Distracted driving has been the focus of many departments of motor vehicles across the country, with a huge emphasis on texting and driving. However, thanks to a new law, all kinds of driving distractions will be monitored in Ohio.
Starting in late October, the state’s texting-and-driving ban will be expanded to include any form of distracted driving. It is a secondary offense, which means that if police pull over a motorist for a traffic violation they can add an additional ticket if a driving distraction contributed to the primary offense. Penalties for an offense include a fine up to $100 or attending a distracted driving course.
What is distracted driving?
The Center for Disease Control and Prevention identifies three main types of driving distractions: visual, manual and cognitive. Texting often gets most of the legislative focus because it can be classified under all three distraction types. But other driving distractions can be just as dangerous.

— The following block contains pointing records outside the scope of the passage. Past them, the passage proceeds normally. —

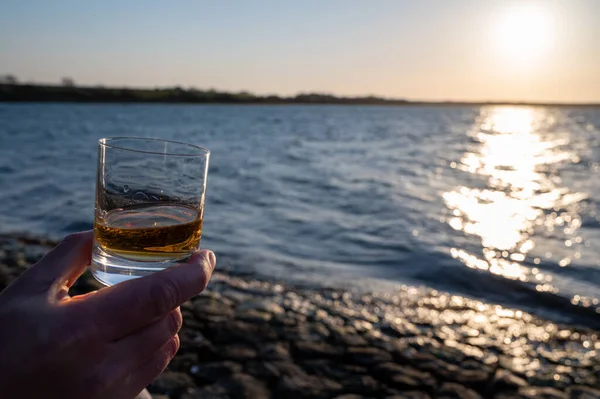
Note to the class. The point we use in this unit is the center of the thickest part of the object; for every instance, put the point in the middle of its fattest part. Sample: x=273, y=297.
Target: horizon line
x=329, y=97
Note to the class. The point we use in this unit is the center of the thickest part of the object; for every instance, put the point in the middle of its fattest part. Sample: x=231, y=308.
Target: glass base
x=110, y=269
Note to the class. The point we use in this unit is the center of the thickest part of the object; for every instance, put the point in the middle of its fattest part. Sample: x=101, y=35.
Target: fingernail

Visual distractions take the driver’s off the wheel and include:
- Looking for something on the car floor
- Changing the car music or temperature controls
- Checking a global positioning system (GPS)
- Doing makeup
Manual distractions take the driver’s hands off the wheel and include:
- Eating and drinking
- Searching through a purse or wallet
- Turning knobs in the car
Cognitive distractions shift a driver’s focus from the road and include:
- Road rage
- Thinking about something upsetting
- Talking to another passenger
In 2017, distracted driving contributed to nearly 14,000 traffic crashes in Ohio, 52 of which were fatal, according to the Ohio State Highway Patrol.
Drivers across the state will hopefully be safer on the road with law enforcement issuing punishments for distracted drivers, reducing auto accidents and subsequent injuries.